Common good and private justice (Beck)
Justyna Wubs-MrozewiczToday’s #microreview turns towards Christopher Beck’s article ‘Common good and private justice: letters of marque and the utilitas publica in fourteenth-century Marseilles’ which provides a fascinating case study about a medieval municipality navigating between political thought, the urban market, private property rights, and the common good.

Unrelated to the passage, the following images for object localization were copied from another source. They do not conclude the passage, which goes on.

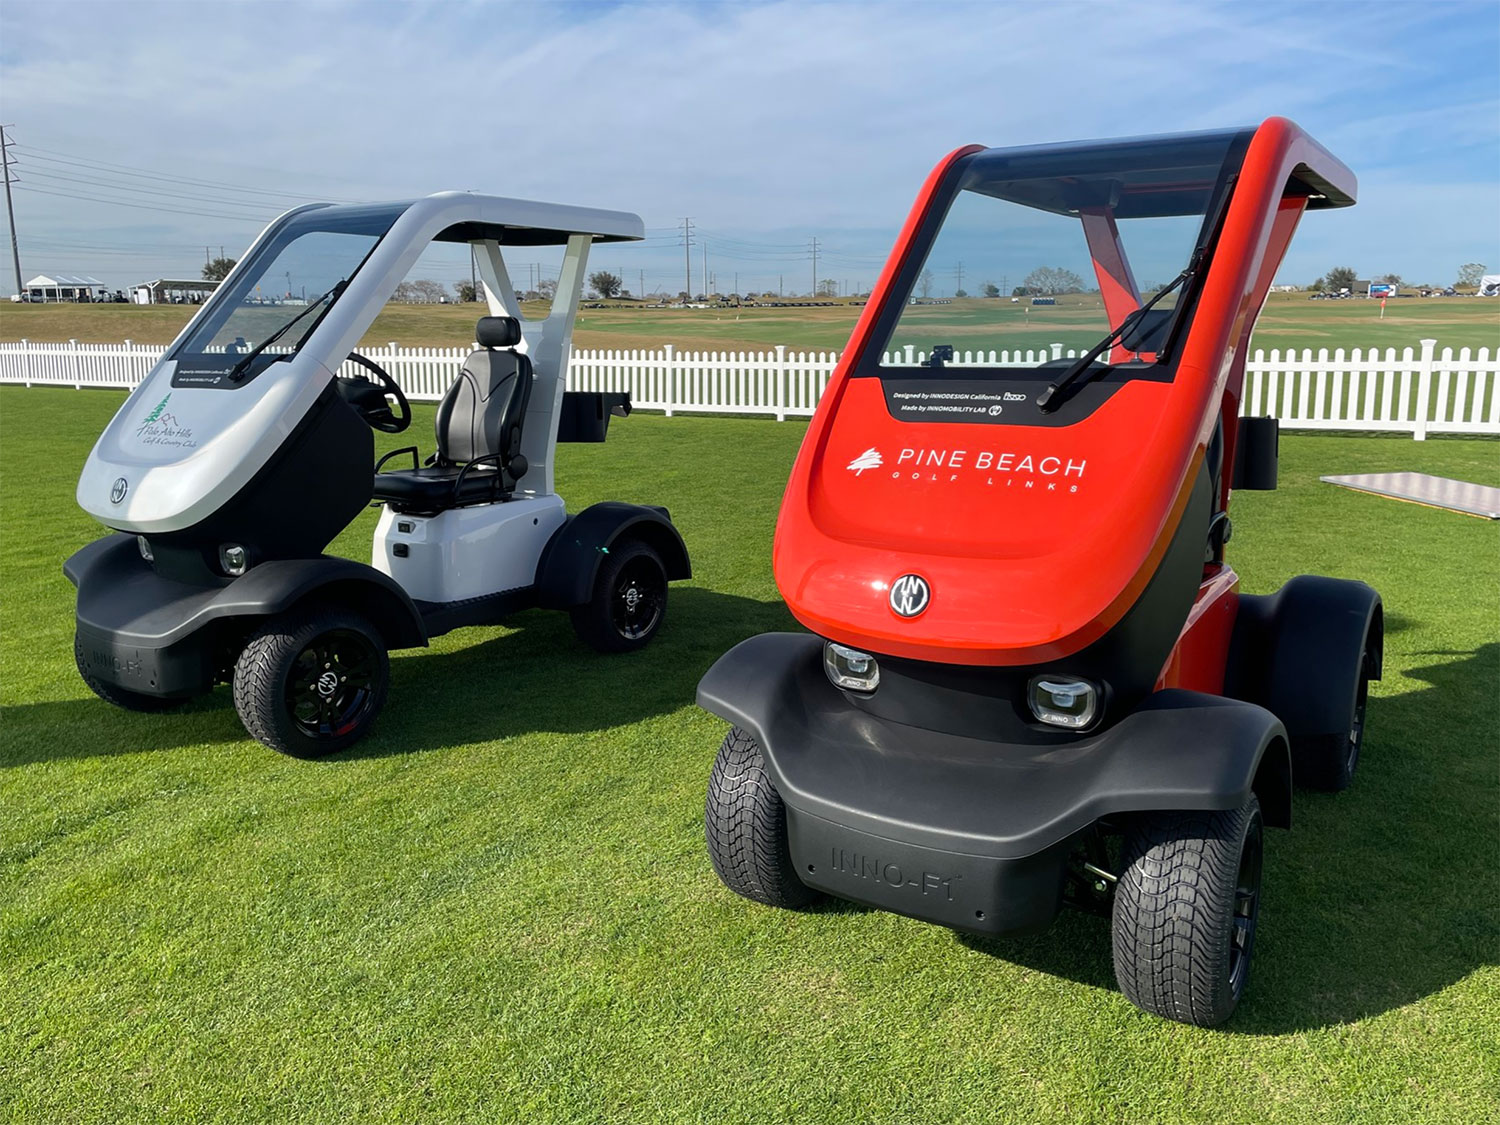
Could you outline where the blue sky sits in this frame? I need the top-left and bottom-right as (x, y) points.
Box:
(1, 0), (1496, 296)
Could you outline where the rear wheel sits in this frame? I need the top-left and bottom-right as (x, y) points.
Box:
(74, 636), (185, 712)
(232, 608), (389, 757)
(1297, 645), (1372, 792)
(570, 540), (668, 653)
(1111, 796), (1264, 1027)
(705, 728), (821, 909)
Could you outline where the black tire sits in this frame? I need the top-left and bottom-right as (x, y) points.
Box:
(74, 636), (185, 712)
(232, 608), (389, 757)
(705, 728), (821, 909)
(1111, 796), (1264, 1027)
(1297, 646), (1372, 792)
(570, 539), (667, 653)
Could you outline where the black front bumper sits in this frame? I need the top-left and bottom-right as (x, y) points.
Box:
(65, 533), (426, 699)
(698, 633), (1287, 935)
(67, 535), (228, 698)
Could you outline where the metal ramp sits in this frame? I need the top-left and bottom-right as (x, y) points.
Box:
(1320, 472), (1500, 520)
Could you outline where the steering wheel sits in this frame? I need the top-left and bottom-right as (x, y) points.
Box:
(343, 351), (411, 433)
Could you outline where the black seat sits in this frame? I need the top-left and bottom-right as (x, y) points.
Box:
(372, 316), (532, 514)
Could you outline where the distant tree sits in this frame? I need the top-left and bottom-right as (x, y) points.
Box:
(954, 288), (968, 298)
(918, 269), (934, 299)
(816, 278), (838, 298)
(202, 256), (236, 282)
(678, 290), (690, 301)
(1023, 266), (1085, 295)
(982, 282), (1000, 298)
(1456, 262), (1486, 288)
(588, 270), (622, 299)
(391, 281), (418, 302)
(411, 279), (448, 302)
(537, 278), (558, 300)
(453, 281), (478, 302)
(1324, 266), (1357, 292)
(1308, 275), (1325, 292)
(1012, 286), (1029, 297)
(1378, 273), (1403, 286)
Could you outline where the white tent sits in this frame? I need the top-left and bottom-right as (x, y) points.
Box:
(24, 274), (106, 302)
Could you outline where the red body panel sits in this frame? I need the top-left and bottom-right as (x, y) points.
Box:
(1157, 566), (1240, 693)
(773, 118), (1355, 669)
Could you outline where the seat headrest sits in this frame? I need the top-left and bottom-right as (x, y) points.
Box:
(476, 316), (522, 349)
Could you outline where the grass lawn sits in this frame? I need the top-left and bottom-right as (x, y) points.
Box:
(2, 385), (1497, 1123)
(4, 291), (1497, 355)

Throughout late medieval Western Europe, marques presented an instrument of legal enforcement, especially for merchants. Municipal governments could grant the seizure of foreign goods in their city to compensate open debts or other claims against actors outside of their jurisdiction. Yet, over the course of 14th century, the council of Marseilles several times suspended its citizens’ marques for economic and diplomatic reasons: Open marques could dissuade foreign merchants to travel to Marseille and hindered the influx to the city’s market. They could also let the city appear as contentious and not led according to the ideal of peace. Publicly, the town council justified the suspensions and thus the neglect of its own burghers’ property rights with the common good of the community, reflecting learned discourse about just government. The issues pointed out by Beck also applied to Hanseatic city councils which had to balance individual interests not only with the common good of the city but also with the common good of the #Hanse. Not just in light of recent political debates, it seems worthwhile reminding that the question of how a society negotiates the relation between public and private interests is not an invention of modernity.